If n = 3p + 2, then n + 1 = 3p + 2 + 1 = 3p + 3 = 3(p + 1) is divisible by 3.

So, we can say that one of the numbers among n, n + 1 and n + 2 is always divisible by 3.

⇒ n (n + 1) (n + 2) is divisible by 3.

→Similarly, whenever a number is divided 2, the remainder obtained is 0 or 1.

∴ n = 2q or 2q + 1, where q is some integer.

If n = 2q, then n and n + 2 = 2q + 2 = 2(q + 1) are divisible by 2.

If n = 2q + 1, then n + 1 = 2q + 1 + 1 = 2q + 2 = 2 (q + 1) is divisible by 2.

So, we can say that one of the numbers among n, n + 1 and n + 2 is always divisible by 2.
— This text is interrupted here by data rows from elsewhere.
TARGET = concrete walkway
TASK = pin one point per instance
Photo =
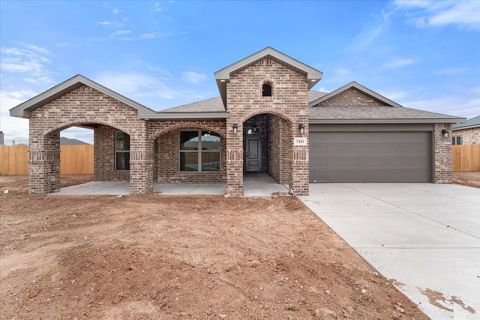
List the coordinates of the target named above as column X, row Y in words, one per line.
column 255, row 185
column 425, row 236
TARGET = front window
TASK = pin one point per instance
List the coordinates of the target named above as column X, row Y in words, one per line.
column 122, row 151
column 199, row 151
⇒ n (n + 1) (n + 2) is divisible by 2.

→Since, n (n + 1) (n + 2) is divisible by 2 and:3.

→∴ n (n + 1) (n + 2) is divisible by 6.

Answer 2

Answer:

The above statement is true.

Step-by-step explanation:

Example 1:

Let the consecutive positive integers be - 2, 4, 6

Product = 2 x 4 x 6 = 48

Clearly, 48 is divisible by '6' and the quotient is 8.

Example 2:

Let the consecutive positive integers be - 8, 10, 12

Product = 8 x 10 x 12 = 960

Clearly, 960 is divisible by '6' and the quotient is 160.